The Bulgarian journalist Christo Grozev, from the research platform Bellingcat, said Friday that the British authorities want to prevent him from going to the BAFTA awards, on Sunday in London, for allegedly representing “a danger to public safety”.

Christo Grozev, whose journalistic investigation helped expose the plot to poison Russian dissident Alexei Navalny, was due to attend Sunday’s BAFTA British film and television awards ceremony, for which the documentary is nominated Navalny.

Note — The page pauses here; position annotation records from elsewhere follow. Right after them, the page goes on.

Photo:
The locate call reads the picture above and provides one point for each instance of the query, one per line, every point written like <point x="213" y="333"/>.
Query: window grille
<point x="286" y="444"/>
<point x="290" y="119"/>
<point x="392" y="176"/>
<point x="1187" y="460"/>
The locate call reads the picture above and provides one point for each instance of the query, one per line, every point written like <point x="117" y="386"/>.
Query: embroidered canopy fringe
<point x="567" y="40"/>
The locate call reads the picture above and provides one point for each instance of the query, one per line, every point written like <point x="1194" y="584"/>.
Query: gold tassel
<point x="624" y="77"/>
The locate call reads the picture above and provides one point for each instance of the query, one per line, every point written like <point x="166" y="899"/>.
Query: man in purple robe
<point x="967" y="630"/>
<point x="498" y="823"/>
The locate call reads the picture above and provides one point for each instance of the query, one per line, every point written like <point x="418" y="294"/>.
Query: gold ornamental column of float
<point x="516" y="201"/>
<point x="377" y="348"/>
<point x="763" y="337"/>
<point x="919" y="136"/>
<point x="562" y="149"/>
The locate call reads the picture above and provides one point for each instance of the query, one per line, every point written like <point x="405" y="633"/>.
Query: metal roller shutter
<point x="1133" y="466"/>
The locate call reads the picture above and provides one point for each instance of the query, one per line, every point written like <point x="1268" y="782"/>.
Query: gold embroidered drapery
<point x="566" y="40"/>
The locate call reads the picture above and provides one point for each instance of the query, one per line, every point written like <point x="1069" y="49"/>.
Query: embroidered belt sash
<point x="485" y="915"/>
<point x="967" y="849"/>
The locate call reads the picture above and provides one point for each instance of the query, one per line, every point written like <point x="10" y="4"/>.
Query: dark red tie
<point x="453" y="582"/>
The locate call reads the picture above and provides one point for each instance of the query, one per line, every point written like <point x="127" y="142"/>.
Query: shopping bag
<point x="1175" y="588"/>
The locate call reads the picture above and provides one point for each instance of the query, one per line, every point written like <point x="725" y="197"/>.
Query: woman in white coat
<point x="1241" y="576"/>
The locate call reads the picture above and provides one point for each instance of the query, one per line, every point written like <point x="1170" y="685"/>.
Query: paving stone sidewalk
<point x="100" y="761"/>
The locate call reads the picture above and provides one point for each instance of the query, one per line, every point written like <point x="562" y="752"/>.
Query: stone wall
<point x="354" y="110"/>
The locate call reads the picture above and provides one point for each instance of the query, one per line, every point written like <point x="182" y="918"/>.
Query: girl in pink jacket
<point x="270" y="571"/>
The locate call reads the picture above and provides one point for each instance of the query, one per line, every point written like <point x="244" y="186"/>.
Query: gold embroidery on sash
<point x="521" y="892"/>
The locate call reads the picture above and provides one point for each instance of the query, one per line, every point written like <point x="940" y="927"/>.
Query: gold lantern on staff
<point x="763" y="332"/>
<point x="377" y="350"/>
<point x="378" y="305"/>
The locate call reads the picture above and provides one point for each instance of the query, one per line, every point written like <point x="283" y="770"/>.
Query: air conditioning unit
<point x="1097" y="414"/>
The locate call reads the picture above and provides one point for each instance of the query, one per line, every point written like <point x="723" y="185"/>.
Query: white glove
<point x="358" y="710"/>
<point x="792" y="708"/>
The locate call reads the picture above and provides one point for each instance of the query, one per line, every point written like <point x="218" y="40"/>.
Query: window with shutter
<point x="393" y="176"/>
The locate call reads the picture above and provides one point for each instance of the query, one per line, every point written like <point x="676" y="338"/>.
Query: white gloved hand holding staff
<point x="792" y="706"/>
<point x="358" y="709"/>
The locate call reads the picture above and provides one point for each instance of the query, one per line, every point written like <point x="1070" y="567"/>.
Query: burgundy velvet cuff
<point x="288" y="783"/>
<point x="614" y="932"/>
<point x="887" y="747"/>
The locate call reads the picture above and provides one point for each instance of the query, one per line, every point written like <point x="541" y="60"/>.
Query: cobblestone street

But on Friday, on the social network Twitter, the journalist expressed surprise, as the British police said they were concerned about possible “hostile intentions by foreign states towards certain journalists”. The reason invoked, says the journalist, is that he and his family “represent a risk to public safety”.

Christo Grozev, 53, who is on a search and capture list for Russia, lamented that, for journalists, the dangers come not only “from murderous dictators”, but also from the silencing of their voices “by the civilized world they try to serve”. .

According to Agence France-Presse, the London police said that, in fact, they cannot ban anyone from participating in the BAFTAs, because it is a private event, but the organizers of the ceremony “have to make difficult choices to decide how to reduce the risks of security”.

Grozev, who does not share his location for security reasons, has investigated the poisonings of opposition politician Alexey Navalny and former Russian spy Sergei Skripal and has more recently focused on alleged Russian war crimes in Ukraine.